Hahaha! As much as I'd LOVE to say something like that sometimes I don't know if it would help me win the popularity contest that is step parenting. I'll just say it in my head!

as123's picture

That's a good idea. I'll probably do something like that in the future. Though it'll be sad to have to lock everything up in my own house.

as123's picture

Fortunately it's not that bad in our house. They don't normally go in our room, this is the first (and hopefully last) time it's happened. I'm glad you figured out a good solution!

Endoftether1982's picture

You're not wrong at all. You should be able to have your bedroom completely off limits. A SERIOUS word with Dad is in order, I think....

as123's picture

Thanks. I honestly have had this conversation before. Every time one of the kids comes in our room without asking I ask them if they got permission. Their dad just smiles and lets them do whatever they please. I don't know if yet another conversation would be beneficial or if he'll just side with his "babies."

as123's picture

You're right, the problem is definitely with him. He was actually helping me look for it when I came across SS using it. When he hearde start questioning the kid about it he went back outside. When I went out there to tell him I found it he said that he heard, that's why he went back outside. When I told him my thoughts in it he said he agreed with me but then pulled he "well technically the last time the kindle broke want their fault" line so I just went back inside.

Onefootout's picture

Absolutely not, you're not wrong at all. Sorry your DH didnt back you up. That was not nice at all. In fact your DH's conduct concerns me much more than that of the spoiled brat.

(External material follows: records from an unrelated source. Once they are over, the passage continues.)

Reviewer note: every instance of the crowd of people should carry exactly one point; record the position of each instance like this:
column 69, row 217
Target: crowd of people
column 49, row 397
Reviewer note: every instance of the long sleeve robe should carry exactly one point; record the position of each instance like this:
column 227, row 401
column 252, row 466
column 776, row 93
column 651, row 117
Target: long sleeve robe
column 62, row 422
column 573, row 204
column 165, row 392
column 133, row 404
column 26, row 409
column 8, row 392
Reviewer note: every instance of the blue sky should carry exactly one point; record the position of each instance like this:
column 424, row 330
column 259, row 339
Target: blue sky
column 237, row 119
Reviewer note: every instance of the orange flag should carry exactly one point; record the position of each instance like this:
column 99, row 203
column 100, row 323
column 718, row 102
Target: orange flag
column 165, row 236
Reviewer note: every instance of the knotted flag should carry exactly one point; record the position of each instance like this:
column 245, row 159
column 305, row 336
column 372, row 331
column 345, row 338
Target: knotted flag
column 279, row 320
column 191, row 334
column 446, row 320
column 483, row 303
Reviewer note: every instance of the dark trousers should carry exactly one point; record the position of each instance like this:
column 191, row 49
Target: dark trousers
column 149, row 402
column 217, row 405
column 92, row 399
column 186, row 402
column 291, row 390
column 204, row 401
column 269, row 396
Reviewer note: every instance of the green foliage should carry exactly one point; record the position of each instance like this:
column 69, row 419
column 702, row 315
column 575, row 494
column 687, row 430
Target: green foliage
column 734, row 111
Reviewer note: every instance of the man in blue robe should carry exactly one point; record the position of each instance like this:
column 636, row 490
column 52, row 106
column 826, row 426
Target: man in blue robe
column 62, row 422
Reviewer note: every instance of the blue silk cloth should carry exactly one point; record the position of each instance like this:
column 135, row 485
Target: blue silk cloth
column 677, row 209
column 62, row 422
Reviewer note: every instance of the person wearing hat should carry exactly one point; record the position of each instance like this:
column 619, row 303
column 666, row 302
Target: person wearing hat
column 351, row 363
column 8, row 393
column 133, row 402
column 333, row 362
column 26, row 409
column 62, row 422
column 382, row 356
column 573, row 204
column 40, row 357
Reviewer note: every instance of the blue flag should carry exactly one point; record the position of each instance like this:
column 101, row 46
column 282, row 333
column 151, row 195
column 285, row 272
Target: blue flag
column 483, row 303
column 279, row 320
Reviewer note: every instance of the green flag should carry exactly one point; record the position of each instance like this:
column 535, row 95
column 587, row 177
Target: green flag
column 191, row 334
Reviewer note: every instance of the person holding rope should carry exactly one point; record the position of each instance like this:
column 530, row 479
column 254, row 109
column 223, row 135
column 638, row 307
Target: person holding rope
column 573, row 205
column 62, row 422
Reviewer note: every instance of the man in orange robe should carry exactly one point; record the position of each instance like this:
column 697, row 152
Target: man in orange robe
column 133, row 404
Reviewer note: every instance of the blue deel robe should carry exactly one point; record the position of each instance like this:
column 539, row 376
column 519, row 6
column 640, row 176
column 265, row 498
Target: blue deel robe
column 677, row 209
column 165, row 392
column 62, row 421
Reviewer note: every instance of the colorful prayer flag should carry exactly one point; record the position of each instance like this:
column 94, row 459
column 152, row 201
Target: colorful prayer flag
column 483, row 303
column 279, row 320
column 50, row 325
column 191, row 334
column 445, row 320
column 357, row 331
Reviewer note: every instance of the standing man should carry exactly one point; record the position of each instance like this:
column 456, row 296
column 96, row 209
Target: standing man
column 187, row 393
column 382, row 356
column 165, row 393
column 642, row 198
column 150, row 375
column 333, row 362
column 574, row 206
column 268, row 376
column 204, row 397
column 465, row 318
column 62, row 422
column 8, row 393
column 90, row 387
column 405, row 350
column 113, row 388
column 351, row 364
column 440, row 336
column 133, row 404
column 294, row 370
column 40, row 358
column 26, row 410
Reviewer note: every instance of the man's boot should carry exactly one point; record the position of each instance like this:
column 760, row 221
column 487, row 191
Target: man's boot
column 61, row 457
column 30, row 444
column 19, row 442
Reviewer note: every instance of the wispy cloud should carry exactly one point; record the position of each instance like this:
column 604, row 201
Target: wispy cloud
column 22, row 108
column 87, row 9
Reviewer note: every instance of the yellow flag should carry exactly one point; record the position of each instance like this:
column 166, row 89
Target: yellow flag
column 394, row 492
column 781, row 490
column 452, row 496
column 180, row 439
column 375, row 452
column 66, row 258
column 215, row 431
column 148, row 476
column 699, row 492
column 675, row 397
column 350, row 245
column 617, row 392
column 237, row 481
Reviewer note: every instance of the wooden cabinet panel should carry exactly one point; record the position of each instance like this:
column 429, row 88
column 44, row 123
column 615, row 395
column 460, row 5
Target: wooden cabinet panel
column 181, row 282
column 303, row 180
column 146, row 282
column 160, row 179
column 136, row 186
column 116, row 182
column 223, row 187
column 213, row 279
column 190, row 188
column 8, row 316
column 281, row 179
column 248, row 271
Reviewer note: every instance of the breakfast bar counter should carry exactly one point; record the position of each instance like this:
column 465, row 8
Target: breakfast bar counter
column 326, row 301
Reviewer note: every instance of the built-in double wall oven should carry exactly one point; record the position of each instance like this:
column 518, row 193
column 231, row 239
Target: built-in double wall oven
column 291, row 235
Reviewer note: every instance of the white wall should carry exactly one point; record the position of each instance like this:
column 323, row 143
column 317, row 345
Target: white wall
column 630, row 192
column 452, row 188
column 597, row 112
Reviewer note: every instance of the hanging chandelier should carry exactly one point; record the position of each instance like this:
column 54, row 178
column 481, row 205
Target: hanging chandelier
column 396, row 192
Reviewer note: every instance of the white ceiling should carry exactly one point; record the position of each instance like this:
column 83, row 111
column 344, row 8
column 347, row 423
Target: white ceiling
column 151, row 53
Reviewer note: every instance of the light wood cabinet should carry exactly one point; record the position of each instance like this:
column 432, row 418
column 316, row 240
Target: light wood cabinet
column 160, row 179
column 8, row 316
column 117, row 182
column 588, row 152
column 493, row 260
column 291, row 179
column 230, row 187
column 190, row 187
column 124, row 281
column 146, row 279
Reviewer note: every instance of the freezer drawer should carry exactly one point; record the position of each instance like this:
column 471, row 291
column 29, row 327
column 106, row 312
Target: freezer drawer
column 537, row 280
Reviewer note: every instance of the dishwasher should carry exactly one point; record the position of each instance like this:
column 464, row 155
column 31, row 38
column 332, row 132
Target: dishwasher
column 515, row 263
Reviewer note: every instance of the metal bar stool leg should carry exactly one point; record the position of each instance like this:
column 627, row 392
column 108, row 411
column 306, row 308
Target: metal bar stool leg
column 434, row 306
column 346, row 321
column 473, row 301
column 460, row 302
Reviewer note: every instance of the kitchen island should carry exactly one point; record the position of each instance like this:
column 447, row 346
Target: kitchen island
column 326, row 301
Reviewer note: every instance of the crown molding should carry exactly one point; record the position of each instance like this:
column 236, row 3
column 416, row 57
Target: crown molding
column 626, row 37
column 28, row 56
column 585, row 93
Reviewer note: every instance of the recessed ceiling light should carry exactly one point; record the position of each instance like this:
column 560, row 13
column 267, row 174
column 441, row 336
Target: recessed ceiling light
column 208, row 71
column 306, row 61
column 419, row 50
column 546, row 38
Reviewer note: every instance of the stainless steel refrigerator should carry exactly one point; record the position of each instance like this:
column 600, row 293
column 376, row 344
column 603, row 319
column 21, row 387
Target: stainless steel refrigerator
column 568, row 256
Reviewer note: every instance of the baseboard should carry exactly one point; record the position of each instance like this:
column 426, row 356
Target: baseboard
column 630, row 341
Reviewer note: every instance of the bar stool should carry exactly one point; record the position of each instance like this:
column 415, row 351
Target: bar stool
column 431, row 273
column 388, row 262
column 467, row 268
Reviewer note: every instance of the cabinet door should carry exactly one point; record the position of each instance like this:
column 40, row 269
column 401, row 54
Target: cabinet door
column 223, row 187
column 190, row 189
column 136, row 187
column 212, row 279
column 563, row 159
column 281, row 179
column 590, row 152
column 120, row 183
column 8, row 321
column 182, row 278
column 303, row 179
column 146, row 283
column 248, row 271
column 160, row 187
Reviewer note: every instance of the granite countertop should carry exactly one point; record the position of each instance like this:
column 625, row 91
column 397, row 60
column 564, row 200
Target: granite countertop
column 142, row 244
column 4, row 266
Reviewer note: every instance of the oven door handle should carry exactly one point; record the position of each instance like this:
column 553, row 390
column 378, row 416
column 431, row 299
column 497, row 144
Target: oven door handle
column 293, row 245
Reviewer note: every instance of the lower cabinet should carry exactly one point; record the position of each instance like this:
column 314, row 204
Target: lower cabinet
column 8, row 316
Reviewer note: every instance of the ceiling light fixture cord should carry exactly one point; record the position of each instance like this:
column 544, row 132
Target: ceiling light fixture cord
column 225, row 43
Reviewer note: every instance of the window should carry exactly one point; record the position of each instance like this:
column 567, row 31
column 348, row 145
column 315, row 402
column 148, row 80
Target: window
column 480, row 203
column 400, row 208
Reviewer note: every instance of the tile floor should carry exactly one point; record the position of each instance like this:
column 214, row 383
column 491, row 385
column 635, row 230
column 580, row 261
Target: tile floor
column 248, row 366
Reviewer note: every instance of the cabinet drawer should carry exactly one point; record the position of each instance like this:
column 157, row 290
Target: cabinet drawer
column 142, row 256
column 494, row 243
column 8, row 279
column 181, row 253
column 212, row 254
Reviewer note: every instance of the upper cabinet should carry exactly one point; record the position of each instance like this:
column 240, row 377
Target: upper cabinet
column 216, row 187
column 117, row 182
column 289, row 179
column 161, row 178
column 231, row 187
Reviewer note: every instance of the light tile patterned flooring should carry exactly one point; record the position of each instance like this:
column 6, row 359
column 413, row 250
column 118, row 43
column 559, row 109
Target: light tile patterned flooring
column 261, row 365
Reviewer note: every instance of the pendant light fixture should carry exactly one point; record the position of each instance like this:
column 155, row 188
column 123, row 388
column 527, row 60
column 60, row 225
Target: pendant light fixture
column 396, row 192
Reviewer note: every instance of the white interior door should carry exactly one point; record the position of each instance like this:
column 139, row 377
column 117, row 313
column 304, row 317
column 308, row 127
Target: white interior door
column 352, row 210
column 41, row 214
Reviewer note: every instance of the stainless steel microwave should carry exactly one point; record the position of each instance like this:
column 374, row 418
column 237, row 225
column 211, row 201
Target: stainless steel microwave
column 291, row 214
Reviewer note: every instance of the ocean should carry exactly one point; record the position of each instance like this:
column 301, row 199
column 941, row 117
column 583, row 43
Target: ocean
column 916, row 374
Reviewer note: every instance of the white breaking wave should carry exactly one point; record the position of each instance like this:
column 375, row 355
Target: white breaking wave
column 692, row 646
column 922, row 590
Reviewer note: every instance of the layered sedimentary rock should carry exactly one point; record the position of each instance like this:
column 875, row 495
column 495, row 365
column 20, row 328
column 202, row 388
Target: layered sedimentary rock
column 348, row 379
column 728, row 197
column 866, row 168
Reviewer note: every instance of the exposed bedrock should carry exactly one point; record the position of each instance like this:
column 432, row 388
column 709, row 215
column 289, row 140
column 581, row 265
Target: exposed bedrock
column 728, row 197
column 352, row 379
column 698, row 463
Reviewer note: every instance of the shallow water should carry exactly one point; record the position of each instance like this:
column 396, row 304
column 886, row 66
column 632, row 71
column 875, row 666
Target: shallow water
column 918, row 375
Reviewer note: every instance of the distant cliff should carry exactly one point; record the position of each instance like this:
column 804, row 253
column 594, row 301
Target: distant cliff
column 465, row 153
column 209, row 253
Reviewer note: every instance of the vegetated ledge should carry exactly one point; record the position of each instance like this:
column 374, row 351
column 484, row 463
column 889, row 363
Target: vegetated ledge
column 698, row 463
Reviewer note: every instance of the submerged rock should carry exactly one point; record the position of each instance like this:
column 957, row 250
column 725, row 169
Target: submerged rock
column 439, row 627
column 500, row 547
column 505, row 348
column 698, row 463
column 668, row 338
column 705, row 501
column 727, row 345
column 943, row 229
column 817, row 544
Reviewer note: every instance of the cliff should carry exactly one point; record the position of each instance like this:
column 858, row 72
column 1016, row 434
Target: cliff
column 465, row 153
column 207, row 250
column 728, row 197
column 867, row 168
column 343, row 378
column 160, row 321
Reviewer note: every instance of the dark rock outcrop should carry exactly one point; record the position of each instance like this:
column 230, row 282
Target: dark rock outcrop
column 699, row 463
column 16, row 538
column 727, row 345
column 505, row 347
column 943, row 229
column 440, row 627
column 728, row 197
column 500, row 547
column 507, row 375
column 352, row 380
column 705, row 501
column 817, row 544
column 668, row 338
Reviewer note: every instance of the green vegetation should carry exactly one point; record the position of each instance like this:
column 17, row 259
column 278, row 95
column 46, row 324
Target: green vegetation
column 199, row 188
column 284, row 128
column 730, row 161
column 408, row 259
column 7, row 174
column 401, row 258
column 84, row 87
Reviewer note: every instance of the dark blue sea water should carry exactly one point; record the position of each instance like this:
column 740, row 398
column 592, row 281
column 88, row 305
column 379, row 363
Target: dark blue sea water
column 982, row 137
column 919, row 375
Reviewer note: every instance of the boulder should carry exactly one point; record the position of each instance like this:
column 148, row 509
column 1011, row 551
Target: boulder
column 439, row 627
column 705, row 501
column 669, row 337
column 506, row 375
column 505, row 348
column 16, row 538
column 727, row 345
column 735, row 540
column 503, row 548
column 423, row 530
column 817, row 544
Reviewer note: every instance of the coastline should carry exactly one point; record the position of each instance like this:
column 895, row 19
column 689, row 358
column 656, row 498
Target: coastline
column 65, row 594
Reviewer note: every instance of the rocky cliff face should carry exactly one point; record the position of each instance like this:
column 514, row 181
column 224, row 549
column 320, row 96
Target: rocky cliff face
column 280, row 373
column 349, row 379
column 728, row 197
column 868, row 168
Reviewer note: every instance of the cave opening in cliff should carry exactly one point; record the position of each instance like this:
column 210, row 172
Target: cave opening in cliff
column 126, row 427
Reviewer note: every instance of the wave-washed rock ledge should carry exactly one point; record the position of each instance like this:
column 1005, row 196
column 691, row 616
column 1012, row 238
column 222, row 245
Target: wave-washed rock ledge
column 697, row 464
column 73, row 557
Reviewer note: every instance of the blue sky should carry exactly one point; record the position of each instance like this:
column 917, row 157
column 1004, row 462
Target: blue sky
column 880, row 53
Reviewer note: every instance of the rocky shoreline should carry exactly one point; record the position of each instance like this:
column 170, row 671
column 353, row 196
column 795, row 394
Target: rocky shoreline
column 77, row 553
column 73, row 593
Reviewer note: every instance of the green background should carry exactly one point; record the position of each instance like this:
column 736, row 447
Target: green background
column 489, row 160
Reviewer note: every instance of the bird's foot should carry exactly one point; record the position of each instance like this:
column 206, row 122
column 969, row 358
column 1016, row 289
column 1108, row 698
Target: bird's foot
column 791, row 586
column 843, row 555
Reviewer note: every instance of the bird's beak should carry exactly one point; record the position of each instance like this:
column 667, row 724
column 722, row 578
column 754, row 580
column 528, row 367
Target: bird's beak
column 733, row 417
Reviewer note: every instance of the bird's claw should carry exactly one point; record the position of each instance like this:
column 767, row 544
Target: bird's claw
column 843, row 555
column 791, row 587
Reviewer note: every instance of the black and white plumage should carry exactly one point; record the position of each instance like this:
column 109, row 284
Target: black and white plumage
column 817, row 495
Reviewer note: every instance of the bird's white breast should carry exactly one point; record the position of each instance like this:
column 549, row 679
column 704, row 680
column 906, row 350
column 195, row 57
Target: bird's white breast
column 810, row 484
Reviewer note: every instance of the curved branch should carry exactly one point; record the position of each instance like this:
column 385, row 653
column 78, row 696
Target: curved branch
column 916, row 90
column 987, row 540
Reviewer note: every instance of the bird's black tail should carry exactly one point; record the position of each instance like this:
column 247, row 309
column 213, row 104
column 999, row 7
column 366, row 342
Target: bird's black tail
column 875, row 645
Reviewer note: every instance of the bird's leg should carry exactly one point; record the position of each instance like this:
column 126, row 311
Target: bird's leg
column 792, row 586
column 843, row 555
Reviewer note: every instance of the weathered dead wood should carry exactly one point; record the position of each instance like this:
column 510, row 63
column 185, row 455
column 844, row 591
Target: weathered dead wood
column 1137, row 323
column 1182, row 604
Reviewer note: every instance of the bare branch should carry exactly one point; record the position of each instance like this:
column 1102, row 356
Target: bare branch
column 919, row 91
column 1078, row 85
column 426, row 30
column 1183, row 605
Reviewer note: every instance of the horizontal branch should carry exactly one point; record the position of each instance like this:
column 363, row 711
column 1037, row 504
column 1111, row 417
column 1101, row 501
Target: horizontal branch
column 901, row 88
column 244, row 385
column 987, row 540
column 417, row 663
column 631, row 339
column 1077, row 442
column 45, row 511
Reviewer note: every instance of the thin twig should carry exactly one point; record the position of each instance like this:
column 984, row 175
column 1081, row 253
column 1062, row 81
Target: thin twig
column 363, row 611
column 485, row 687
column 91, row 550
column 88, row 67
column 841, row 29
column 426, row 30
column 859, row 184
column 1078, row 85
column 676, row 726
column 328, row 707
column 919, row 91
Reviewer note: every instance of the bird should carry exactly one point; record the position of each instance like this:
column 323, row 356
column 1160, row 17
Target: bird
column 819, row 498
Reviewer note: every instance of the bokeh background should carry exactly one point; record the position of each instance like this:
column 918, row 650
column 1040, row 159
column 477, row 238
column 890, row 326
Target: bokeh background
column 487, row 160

I have problems keeping my SS16 out of my bedroom, but he goes in there to cling to his dad, not to steal things, fortunately.

I'd recommend getting a lock that allows you to lock the door from the outside. You may want to talk with DH and then the kids. You have a right to ban the kids from YOUR room, and keep them away from YOUR stuff. . And if DH disagrees too bad, just tell him his ageement is not required when it comes to your bedroom and your things. You are just putting him and the kids on notice of what your rules will be regarding your room and your belongings.

WarmBody's picture

Kid's wants do not trump parent's rules. It is that simple.

They are NOT our equals and need to know that. It is about respect and teaching kids manners.